5th-Nov-2008 06:02 pm (UTC) - Re: One BIG problem with your post
5th-Nov-2008 06:33 pm (UTC) - Re: One BIG problem with your post
Claim: Illinois senator Barack Obama is a "radical Muslim" who "will not recite the Pledge of Allegiance."

Status: False.


You are using the incorrect claim.

I have not claimed he was a radical Muslim. I have not claimed he IS a Muslim. I claimed he was BORN a Muslim.

The Islamic tradition is that if you have a Muslim parent, then you are, by birthright, a Muslim. The same is true for Jews, and the Parsis Zorastrians, for example.

If he claims Christ Jesus as his savior and rejects other faiths, then that makes him a Christian. Christianity is a religion based on acceptance of the faith, not an accident of birth.

He has stated that he accepts and practices Christianity. Therefore, he is a Christian.

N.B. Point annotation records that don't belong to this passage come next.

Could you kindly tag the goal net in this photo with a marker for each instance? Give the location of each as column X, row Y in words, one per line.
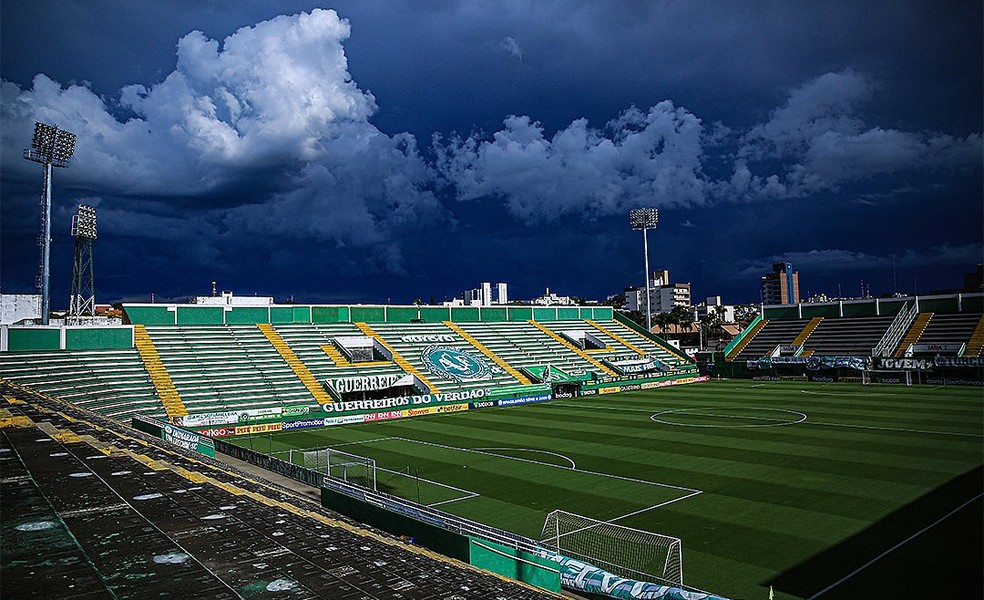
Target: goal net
column 624, row 551
column 353, row 468
column 893, row 376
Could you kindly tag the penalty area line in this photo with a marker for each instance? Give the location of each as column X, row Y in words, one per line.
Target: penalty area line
column 895, row 547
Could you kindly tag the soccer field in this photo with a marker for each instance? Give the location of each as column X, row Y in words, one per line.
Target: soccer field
column 873, row 490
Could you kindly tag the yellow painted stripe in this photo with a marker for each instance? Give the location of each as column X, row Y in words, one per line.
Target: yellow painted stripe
column 295, row 364
column 159, row 376
column 807, row 331
column 491, row 355
column 397, row 357
column 616, row 337
column 744, row 342
column 573, row 348
column 915, row 332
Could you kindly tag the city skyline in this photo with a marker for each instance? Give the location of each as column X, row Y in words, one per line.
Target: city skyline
column 362, row 154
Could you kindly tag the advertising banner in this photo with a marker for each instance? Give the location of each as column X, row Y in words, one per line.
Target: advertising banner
column 404, row 402
column 368, row 383
column 229, row 417
column 524, row 400
column 262, row 428
column 188, row 440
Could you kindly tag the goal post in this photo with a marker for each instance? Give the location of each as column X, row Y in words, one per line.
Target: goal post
column 889, row 376
column 621, row 550
column 352, row 468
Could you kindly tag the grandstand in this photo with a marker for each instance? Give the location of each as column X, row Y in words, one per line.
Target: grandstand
column 870, row 331
column 92, row 508
column 251, row 366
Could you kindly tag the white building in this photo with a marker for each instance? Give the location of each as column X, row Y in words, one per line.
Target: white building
column 713, row 305
column 663, row 294
column 550, row 299
column 482, row 296
column 227, row 298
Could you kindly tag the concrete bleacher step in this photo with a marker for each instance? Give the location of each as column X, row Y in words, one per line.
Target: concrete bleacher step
column 159, row 376
column 748, row 338
column 914, row 333
column 573, row 348
column 397, row 357
column 976, row 343
column 295, row 364
column 488, row 353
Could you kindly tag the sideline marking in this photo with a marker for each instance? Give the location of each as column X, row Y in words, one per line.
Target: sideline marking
column 691, row 492
column 901, row 429
column 468, row 493
column 894, row 548
column 690, row 411
column 558, row 455
column 551, row 465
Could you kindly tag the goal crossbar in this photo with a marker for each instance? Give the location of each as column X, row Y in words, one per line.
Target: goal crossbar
column 624, row 551
column 353, row 468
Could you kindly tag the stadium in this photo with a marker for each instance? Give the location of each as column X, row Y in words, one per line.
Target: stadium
column 655, row 443
column 829, row 450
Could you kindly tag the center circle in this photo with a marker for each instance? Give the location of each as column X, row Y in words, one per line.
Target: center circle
column 717, row 417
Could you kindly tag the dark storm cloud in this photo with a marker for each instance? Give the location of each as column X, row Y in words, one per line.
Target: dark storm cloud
column 281, row 139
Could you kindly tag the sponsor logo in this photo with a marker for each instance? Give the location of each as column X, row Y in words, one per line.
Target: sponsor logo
column 287, row 426
column 418, row 412
column 921, row 364
column 427, row 339
column 180, row 437
column 383, row 416
column 948, row 381
column 345, row 385
column 384, row 403
column 524, row 400
column 264, row 428
column 455, row 364
column 960, row 361
column 217, row 432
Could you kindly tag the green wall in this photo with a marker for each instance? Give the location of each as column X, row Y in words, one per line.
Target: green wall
column 368, row 314
column 516, row 313
column 464, row 314
column 514, row 564
column 150, row 315
column 34, row 338
column 201, row 315
column 569, row 313
column 98, row 338
column 247, row 315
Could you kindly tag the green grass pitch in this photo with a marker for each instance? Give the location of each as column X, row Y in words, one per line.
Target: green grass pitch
column 873, row 490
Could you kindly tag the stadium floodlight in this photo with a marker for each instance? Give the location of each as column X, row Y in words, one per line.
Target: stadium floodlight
column 645, row 219
column 84, row 222
column 50, row 147
column 82, row 303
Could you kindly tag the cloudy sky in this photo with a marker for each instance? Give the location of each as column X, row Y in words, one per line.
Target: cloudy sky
column 373, row 151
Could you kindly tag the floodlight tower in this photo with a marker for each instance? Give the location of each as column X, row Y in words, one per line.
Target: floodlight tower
column 83, row 300
column 645, row 219
column 51, row 147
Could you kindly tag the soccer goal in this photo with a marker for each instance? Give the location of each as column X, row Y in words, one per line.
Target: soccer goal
column 620, row 550
column 353, row 468
column 893, row 376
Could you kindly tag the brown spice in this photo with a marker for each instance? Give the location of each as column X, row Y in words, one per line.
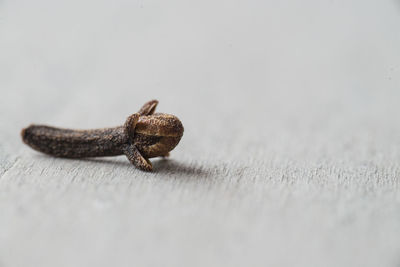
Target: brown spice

But, by a quirk of birth, and his popular Arabic middle name of Hussein ("small handsome one"), the Islamic community recognizes him as a kindred soul. This does not, however, make him Muslim.
5th-Nov-2008 06:41 pm (UTC) - Re: One BIG problem with your post
so heres a question,

If he is seen as a kindred soul among muslims, and does not turn out to be a radical whackjob in christian guise,


Is that bad?

Maybe we could solve more of the problems over there between us and them if someone they respected was speaking to them, might mean more diplomacy, less flag draped coffins.

now while i am currently in wait and see mode on the upcoming admin, i feel that if (key word here) he is what he says and not what people like limbaugh and hannity accuse him of, its not a bad thing.

We as a nation need to get over this whole "gunboat diplomacy" crap we believe and realize that these people we are at odds with have valid concerns, and bombing the shit out of them only makes matters worse, you cant pacify someone whos home you just destroyed

Maybe this is a step in the right direction, maybe not, time will tell

Glad to see both sides talking to eachother now, if only we could get the radicals of both stripes to shut up and sit down maybe we could get something done
5th-Nov-2008 06:52 pm (UTC) - Re: One BIG problem with your post
The thought did pass my mind regarding that his Islamic ties (however weak) might help resolve some problems. Practically, I really don't think so, though.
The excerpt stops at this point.